Despite sharing a name with an infamous Bond villain brought so memorably to life by Christopher Lee, Scaramanga is a much more wholesome affair. The project is a high-end destination encompassing hospitality, wellness and hotel spaces on a 2.8-hectare site. “We are working on the interiors for the whole resort and are actually mocking up a whole villa at the moment,” Winteridge says, adding that completion is due in 2028.

“The wellness centre is going to be the best in the world. It really is an amazing project,” she says. “We’re just about to start design and documentation for a new wing, which is going to be in the basement like a Turkish hammam space. But also they’re looking at a wellness library, which will be a collection of ancient texts, specifically Arabic texts, that delve into wellness and ways of healing from the past. When you go to the resort you can use and read the books, but you can’t take them out of the resort because some of these texts are pretty phenomenal.”
At the other end of the spectrum, Foolscap has also been working on some more modest retail and hospitality spaces, including a store for Alpha60 in Sydney, a new boutique hotel in Fremantle called Garde and a new café for Allpress in Brisbane.

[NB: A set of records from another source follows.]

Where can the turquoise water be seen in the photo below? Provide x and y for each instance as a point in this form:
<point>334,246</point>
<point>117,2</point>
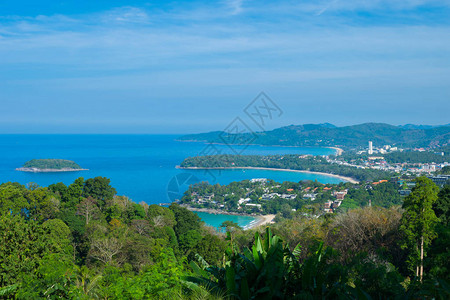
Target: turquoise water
<point>215,220</point>
<point>139,166</point>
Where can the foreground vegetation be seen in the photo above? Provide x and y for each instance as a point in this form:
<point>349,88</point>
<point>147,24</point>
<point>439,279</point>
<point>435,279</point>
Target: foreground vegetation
<point>82,241</point>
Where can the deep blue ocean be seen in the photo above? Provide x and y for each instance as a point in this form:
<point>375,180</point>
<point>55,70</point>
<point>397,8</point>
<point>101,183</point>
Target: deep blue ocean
<point>142,167</point>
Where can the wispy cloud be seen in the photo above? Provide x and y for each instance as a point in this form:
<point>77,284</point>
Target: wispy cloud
<point>235,6</point>
<point>192,55</point>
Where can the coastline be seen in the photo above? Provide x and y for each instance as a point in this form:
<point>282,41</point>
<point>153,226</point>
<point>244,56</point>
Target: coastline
<point>339,151</point>
<point>348,179</point>
<point>36,170</point>
<point>260,219</point>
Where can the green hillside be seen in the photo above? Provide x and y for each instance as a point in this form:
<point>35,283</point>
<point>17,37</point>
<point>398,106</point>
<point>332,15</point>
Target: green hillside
<point>325,135</point>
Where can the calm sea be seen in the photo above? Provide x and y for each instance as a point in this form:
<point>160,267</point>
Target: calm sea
<point>139,166</point>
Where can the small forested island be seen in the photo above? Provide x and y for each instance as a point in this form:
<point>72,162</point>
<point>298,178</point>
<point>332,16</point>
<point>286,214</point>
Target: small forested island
<point>50,165</point>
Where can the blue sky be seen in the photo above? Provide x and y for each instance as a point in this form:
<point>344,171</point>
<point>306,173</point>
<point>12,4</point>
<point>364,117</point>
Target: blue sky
<point>193,66</point>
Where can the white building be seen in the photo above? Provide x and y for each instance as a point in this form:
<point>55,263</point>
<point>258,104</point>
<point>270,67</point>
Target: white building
<point>370,148</point>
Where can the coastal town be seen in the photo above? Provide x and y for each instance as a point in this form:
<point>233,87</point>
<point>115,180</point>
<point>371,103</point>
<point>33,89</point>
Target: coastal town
<point>264,196</point>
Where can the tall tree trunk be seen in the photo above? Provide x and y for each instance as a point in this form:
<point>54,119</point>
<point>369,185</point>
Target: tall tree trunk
<point>421,258</point>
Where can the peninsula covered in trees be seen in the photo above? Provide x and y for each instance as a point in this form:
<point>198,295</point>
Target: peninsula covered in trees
<point>50,165</point>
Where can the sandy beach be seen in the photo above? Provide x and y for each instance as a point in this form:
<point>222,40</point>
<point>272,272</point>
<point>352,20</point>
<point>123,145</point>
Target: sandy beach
<point>349,179</point>
<point>263,220</point>
<point>260,221</point>
<point>339,151</point>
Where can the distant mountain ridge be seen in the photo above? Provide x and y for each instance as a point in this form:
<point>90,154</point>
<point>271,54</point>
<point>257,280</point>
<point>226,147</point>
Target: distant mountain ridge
<point>329,135</point>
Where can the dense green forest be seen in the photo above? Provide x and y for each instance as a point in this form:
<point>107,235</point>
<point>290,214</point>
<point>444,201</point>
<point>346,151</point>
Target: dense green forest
<point>82,241</point>
<point>51,164</point>
<point>329,135</point>
<point>289,161</point>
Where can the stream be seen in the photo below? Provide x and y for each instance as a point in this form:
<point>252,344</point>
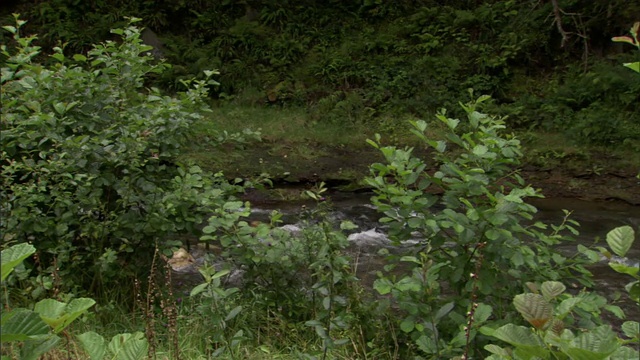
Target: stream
<point>595,218</point>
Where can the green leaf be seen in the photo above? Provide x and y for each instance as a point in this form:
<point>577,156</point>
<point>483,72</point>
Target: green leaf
<point>620,239</point>
<point>198,289</point>
<point>93,344</point>
<point>595,344</point>
<point>444,310</point>
<point>482,313</point>
<point>129,346</point>
<point>551,289</point>
<point>11,29</point>
<point>407,325</point>
<point>59,315</point>
<point>383,286</point>
<point>631,329</point>
<point>480,150</point>
<point>624,269</point>
<point>21,324</point>
<point>534,308</point>
<point>233,313</point>
<point>13,256</point>
<point>633,66</point>
<point>518,336</point>
<point>427,344</point>
<point>34,348</point>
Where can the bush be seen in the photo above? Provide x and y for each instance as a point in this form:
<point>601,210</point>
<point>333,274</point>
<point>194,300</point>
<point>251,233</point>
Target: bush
<point>89,171</point>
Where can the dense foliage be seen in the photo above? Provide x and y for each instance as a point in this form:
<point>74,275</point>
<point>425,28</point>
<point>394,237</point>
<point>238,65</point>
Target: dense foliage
<point>90,177</point>
<point>350,61</point>
<point>88,161</point>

Foolscap is also working with the Commons on a new co-working space in South Melbourne. Winteridge says it’s a project that marks a novel direction for co-working design. “It’s really interesting in that it is integrating co-working and health. They are now building absolutely state-of-the-art gym spaces and wellness spaces and including food and beverage into the co-working offer. That is a real change in Australia.”
A merging of typologies doesn’t faze Winteridge, however, as Foolscap has always believed in the right designer for the right job, no matter where they’re based. “Our studio’s unique in that we pull our resources from all three studios together. Often the Sydney studio is working on a Melbourne project or one in Perth. We share the skills across the studios, so if someone’s really great at one thing, but they’re in Melbourne and the project’s in Perth, we would lean into that resource.”

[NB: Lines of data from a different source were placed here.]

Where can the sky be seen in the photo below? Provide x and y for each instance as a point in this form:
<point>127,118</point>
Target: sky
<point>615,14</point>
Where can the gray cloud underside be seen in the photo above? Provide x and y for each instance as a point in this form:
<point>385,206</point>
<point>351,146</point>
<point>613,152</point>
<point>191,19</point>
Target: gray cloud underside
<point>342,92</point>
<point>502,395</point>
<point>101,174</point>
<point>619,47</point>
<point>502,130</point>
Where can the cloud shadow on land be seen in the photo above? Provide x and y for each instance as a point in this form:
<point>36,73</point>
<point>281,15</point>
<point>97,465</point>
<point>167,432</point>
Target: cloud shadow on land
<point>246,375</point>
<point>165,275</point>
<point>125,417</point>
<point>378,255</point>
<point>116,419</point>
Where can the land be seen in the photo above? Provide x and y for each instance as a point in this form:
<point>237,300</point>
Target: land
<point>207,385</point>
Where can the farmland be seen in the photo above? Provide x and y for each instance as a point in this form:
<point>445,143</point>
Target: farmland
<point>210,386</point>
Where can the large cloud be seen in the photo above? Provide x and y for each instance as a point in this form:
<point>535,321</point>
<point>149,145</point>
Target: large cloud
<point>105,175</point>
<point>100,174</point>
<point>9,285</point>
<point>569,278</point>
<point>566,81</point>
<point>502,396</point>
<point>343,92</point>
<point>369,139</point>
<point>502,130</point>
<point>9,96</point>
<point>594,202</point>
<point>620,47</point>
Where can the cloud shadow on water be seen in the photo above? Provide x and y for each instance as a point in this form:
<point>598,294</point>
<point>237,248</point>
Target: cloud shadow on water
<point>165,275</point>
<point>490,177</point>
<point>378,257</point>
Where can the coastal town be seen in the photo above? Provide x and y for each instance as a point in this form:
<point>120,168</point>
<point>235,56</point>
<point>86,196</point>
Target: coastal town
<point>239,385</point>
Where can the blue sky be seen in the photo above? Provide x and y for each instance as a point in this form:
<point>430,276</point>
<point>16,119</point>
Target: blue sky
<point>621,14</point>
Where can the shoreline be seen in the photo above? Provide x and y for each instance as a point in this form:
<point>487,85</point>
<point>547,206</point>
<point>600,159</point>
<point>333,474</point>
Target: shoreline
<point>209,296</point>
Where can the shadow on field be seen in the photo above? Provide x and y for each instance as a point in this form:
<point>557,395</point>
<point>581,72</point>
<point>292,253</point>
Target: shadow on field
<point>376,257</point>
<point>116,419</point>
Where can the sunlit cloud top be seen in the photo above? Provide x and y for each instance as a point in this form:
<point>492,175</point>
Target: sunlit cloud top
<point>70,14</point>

Winteridge says she’s delighted to join the jury for IDEA 2026. “I have been on a few previously and it comes from a real respect for the design industry here in Australia – for our suppliers, our designers, our builders,” she says. “I truly think that we have some of the best designers in the world. Every time I go to an awards event, or am part of it in some way, I just get blown away. It’s very humbling. Just like teaching or researching or designing, being part of a panel is a complete honour. To be able to zoom out and see the the cross-section of the work across all the typologies over the last year and a path across Australia and beyond, I find it fascinating.”
Acknowledgement is vital, says Winteridge. “I think it’s so important that we celebrate the interior design industry. We have such a strong cohort of designers in Australia. [IDEA] is a place where we can come together and agree that a particular project is the best in its field. Often it’s the best in Australia and globally too. And the awards have an impact on clients and winning more work. They absolutely do.”
When it comes to what she as a judge will be looking for, originality is a key driver, she says. “In my own practice I talk about synergies, but you can see when someone has a really original thought and approach to a project. And likewise innovations,” she explains.
“I’m very interested in sustainability, where the choice of materials can really impact the outcome of design. I’m also very interested in design where you can see they haven’t necessarily had a huge budget, but they’re solving really interesting problems through the use of material or through the use of good design.”
She concludes, “Projects that are socially aware, projects that think about First Nations peoples and are anchored in place and Country. I am also very interested in unique stories being told through design.”

Early bird entries for IDEA 2026 open on 2 March 2026.
A quote in this article was slightly edited on 26 February 2026.